Apolo y las musas habitan el monte Parnaso y a sus pies está el santuario de Delfos, el centro del mundo helénico. Allí iban todos a consultar el oráculo y a beber las aguas de la fuente Castalia que daba la terna juventud. El templo reclamaba mesura y conocimiento propio a los peregrinos, buenos presupuestos con los que romper las cadenas del destino. De un salto atravesamos el estrecho de Corinto y aterrizamos en Patras. Reverte llega calado hasta los huesos a la iglesia de San Spriridione en Missolonghi, donde dicen las guías turísticas que reposa el corazón de Lord Byron.
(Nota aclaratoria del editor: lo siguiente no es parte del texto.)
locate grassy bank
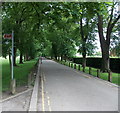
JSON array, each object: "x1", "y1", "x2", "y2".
[
  {"x1": 0, "y1": 58, "x2": 37, "y2": 91},
  {"x1": 59, "y1": 61, "x2": 120, "y2": 85}
]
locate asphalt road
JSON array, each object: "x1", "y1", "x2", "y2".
[{"x1": 38, "y1": 60, "x2": 118, "y2": 111}]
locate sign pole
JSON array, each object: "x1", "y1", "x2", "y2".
[
  {"x1": 11, "y1": 30, "x2": 16, "y2": 94},
  {"x1": 11, "y1": 31, "x2": 14, "y2": 80}
]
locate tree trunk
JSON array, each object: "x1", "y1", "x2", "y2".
[
  {"x1": 19, "y1": 52, "x2": 23, "y2": 64},
  {"x1": 98, "y1": 15, "x2": 110, "y2": 72},
  {"x1": 82, "y1": 54, "x2": 86, "y2": 67},
  {"x1": 24, "y1": 55, "x2": 26, "y2": 62},
  {"x1": 61, "y1": 55, "x2": 63, "y2": 61},
  {"x1": 55, "y1": 55, "x2": 57, "y2": 60},
  {"x1": 26, "y1": 54, "x2": 29, "y2": 61},
  {"x1": 101, "y1": 42, "x2": 110, "y2": 72}
]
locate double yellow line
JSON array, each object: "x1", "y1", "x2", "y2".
[{"x1": 41, "y1": 73, "x2": 51, "y2": 112}]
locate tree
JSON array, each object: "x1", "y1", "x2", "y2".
[{"x1": 97, "y1": 2, "x2": 120, "y2": 71}]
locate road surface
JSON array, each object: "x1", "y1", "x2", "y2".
[{"x1": 38, "y1": 59, "x2": 118, "y2": 111}]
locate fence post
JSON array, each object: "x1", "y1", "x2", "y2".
[
  {"x1": 108, "y1": 71, "x2": 112, "y2": 82},
  {"x1": 74, "y1": 64, "x2": 76, "y2": 69},
  {"x1": 83, "y1": 67, "x2": 85, "y2": 72},
  {"x1": 78, "y1": 64, "x2": 80, "y2": 70},
  {"x1": 89, "y1": 67, "x2": 92, "y2": 74},
  {"x1": 97, "y1": 69, "x2": 100, "y2": 78}
]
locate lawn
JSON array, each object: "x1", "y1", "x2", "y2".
[
  {"x1": 0, "y1": 58, "x2": 37, "y2": 91},
  {"x1": 59, "y1": 61, "x2": 120, "y2": 85}
]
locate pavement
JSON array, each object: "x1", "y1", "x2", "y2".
[
  {"x1": 2, "y1": 58, "x2": 118, "y2": 111},
  {"x1": 38, "y1": 59, "x2": 118, "y2": 111},
  {"x1": 2, "y1": 89, "x2": 32, "y2": 111}
]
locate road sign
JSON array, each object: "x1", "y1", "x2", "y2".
[{"x1": 3, "y1": 34, "x2": 12, "y2": 39}]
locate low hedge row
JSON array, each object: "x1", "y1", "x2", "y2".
[{"x1": 73, "y1": 58, "x2": 120, "y2": 73}]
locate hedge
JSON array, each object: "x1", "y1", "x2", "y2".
[{"x1": 73, "y1": 57, "x2": 120, "y2": 73}]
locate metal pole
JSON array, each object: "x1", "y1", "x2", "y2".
[{"x1": 11, "y1": 31, "x2": 14, "y2": 80}]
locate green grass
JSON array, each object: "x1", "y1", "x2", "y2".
[
  {"x1": 59, "y1": 61, "x2": 120, "y2": 85},
  {"x1": 0, "y1": 58, "x2": 36, "y2": 91}
]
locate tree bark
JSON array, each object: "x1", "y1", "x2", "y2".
[
  {"x1": 98, "y1": 15, "x2": 110, "y2": 72},
  {"x1": 9, "y1": 52, "x2": 11, "y2": 73},
  {"x1": 19, "y1": 52, "x2": 23, "y2": 64},
  {"x1": 82, "y1": 44, "x2": 86, "y2": 67}
]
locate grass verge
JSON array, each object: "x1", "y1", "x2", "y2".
[{"x1": 59, "y1": 61, "x2": 120, "y2": 85}]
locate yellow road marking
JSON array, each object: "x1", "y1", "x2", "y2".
[
  {"x1": 47, "y1": 97, "x2": 52, "y2": 111},
  {"x1": 74, "y1": 71, "x2": 91, "y2": 78}
]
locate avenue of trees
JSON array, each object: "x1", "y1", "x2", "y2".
[{"x1": 1, "y1": 2, "x2": 120, "y2": 71}]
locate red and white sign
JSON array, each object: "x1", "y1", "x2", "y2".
[{"x1": 3, "y1": 34, "x2": 12, "y2": 39}]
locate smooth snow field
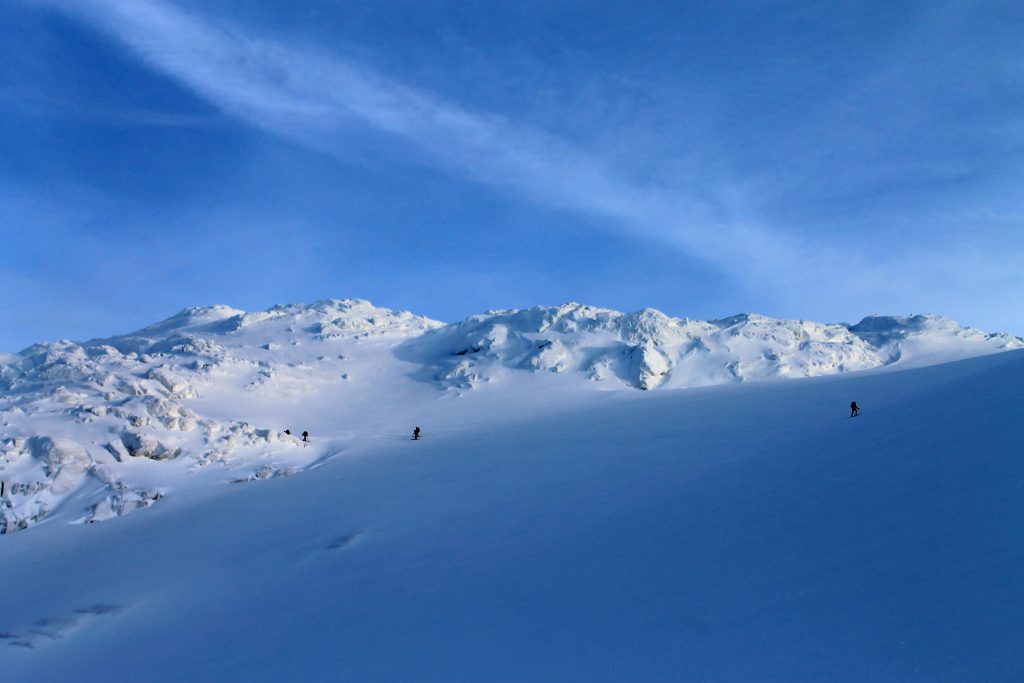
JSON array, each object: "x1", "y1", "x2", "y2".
[{"x1": 0, "y1": 351, "x2": 1024, "y2": 683}]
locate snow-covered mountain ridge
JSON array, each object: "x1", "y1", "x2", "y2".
[{"x1": 0, "y1": 300, "x2": 1024, "y2": 532}]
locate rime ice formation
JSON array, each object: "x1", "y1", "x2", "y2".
[{"x1": 0, "y1": 300, "x2": 1024, "y2": 533}]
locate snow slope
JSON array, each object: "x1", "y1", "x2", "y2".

Pero allí nadie sabía nada del corazón del poeta inglés y aunque Reverte se echa a la calle y le dan razón sobre el paradero de la reliquia, el viajero desiste: no le place al cielo detener la lluvia. Naturalmente que estamos junto al estrecho de Lepanto y se hace inevitable la referencia a Cervantes.
A la
pequeña isla del mar Jónico llamada Ítaca, le basta con ser la patria de
Ulises. Vathy, la capital de la isla, tiene “un aire amable [por] la sencillez
de sus casas bajas y cuadradas”. Reverte fue a Ítaca en busca de Ulises, pero
encontró a Dimitris, el dueño de la pensión Tsiribis, que tenía escritas en sus
ojos azules las palabras con las que comienza la Odisea. Descubre el viajero
que si ha llegado a Ítaca es para pisar la tierra volcánica de la isla, leer la
Odisea y conocer de propia mano la hospitalidad de un pueblo que ha viajado por
el mundo desde la antigüedad.
Camino ya del espíritu heleno de Alejandría, torna Reverte a maldecir al gran enemigo de la convivencia pacífica: el nacionalismo. Alejandría es tan vieja y decrépita como irreal. Difícil de imaginar nos resulta también el talento militar de Alejandro Magno que conquistó la totalidad del mundo hasta entonces conocido para mezclarlo todo, civilizaciones, pueblos, religiones, culturas… Alejandro, que nunca regresó a su patria, tenía siempre cerca sus armas y un ejemplar de la Iliada. Ciertamente su figura sigue fascinando y para cerciorarse no hay nada más que echar un vistazo a las mesas de novedades de las librerías: casi siempre se encuentra algo sobre Alejandro, el discípulo de Aristóteles y eterno lector de Homero. Erraríamos si pensásemos que su vida está exenta de hechos crueles: el asesinato de su madrastra Cleopatra, el de su hermanastro o de Amintas, el último pariente que podía entorpecer su ascenso al trono, nos muestran que el pecho del héroe es tan cruento como fecundo. En Alejandría la sombra que persigue Reverte es la de Cavafis. La encuentra en un café L’Elite que nunca pisó el poeta. La Alejandría que nos enseña Reverte se cae a pedazos, vive a la espera de mejores tiempos, aquellos en los que los griegos formaban una cuajada muchedumbre de hombres empeñados en fundir lo ilustre con lo natural. Posiblemente por eso el dato de que el gobierno egipcio niegue a los griegos nacidos en Alejandría su condición de nacionales sea la mejor muestra de su decrépito existir actual. Con todo, Alejandría es una ciudad literaria, no en vano dispuso de la mayor biblioteca del orbe y alrededor del Mouseion se concentró un ingente número de sabios. Hasta aquí llegaron manuscritos de los cuatro rincones del mundo, que se estudiaron, interpretaron, clasificaron y copiaron hasta alcanzar más de medio millón de obras. Este gran tesoro del saber universal se conservó durante más de seis siglos y sabemos con certeza que al menos una parte de culpa de su desaparición se debe al fanatismo religioso cristiano.
Javier
Reverte es un tipo peculiar cuando se disfraza de Ulises y sale a recorrer el
mundo. Las mujeres le chistan en las cafeterías o terrazas, curiosonas ante su
aspecto de escritor, le persiguen ciertas maldiciones con lord Byron de fondo,
se muestra ansioso por los restaurantes de pescado fresco, se mete en una
barbería y le sale no un amigo cualquiera, sino uno reidor y charlatán. Tal vez
Reverte goza de ese favor que muy pocas veces los dioses griegos conceden a un
mortal: la infantil intensidad de un alma profundamente mediterránea.